Paulo Morgado de Carvalho lembra que os inspectores actuam sobretudo nos locais de trabalho e não nas zonas públicas de recrutamento. "Punimos as empresas e não os angariadores", enfatiza. O presidente da ACT recusa-se, no entanto, a revelar os nomes das construtoras que recrutam habitualmente mão-de-obra no Campo Grande. "Quando detectamos uma situação irregular, comunicamos ao Serviço de Estrangeiros e Fronteiras (SEF) pois não temos competências criminais", diz.
O SEF segue a mesma filosofia: o alvo dos inspectores não é o imigrante em si, legal ou ilegal, que quer trabalho, ou o 'motorista' que o vai angariar a mando de um superior. Os alvos são os patrões e as estruturas que suportam a imigração ilegal e que a exploram. Por isso, o 'mercado' do Campo Grande "não é preocupante do ponto de vista criminal", sendo aí raras as operações policiais, explica o director nacional adjunto do SEF, Joaquim Pedro Oliveira, "Isso não significa que não haja investigação no local, através de inspectores e veículos descaracterizados, para detectar vários tipos de crime e chegar até ao verdadeiro angariador".
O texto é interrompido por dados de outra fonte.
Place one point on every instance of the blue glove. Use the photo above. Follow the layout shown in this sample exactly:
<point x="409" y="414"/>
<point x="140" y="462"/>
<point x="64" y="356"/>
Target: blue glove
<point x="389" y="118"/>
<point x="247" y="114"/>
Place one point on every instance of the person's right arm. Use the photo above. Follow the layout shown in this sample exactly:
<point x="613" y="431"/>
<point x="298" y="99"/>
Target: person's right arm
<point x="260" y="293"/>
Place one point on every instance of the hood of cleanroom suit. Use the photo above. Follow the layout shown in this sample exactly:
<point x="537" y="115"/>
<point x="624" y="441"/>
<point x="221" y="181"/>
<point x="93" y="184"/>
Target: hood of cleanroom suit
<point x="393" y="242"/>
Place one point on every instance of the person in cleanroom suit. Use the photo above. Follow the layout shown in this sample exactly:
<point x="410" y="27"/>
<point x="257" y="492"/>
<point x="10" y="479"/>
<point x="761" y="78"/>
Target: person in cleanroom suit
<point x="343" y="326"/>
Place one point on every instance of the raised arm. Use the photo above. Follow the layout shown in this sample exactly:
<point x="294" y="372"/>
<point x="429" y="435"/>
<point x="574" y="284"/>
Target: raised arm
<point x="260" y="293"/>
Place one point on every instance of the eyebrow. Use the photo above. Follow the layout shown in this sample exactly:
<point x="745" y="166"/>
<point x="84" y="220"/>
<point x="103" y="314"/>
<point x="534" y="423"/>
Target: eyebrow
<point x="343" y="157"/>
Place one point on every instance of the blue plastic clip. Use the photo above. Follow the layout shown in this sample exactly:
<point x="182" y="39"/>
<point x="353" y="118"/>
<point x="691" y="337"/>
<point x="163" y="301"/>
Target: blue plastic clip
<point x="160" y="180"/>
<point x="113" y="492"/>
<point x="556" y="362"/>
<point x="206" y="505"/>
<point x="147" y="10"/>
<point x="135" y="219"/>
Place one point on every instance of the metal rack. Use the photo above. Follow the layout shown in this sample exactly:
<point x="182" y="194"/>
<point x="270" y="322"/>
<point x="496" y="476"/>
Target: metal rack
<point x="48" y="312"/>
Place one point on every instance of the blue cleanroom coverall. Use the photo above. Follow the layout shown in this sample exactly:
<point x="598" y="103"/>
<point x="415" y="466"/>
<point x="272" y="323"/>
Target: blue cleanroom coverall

Na última grande operação realizada pelo SEF no Campo Grande, em Setembro de 2008, foram fiscalizadas 38 carrinhas de transporte de trabalhadores de construção civil e instaurados processos de contra-ordenação a sete empresas. Por cada imigrante ilegal ou trabalhador irregular, o empregador paga uma multa superior a ¤2100.
"Estamos a afectar estas empresas que angariam e contratam mão-de-obra ilegal onde mais lhes dói: nos rendimentos. E já se começa a denotar uma diminuição de casos", acrescenta o director. Em 2008, os processos de contra-ordenação (1113) subiram 67,9%, sendo que a esmagadora maioria das entidades patronais eram portuguesas. As receitas próprias do SEF ultrapassaram os ¤56 milhões.
O Expresso tentou obter declarações do ministro do Trabalho e da Solidariedade Social, Vieira da Silva, sobre a 'feira dos homens', mas sem sucesso.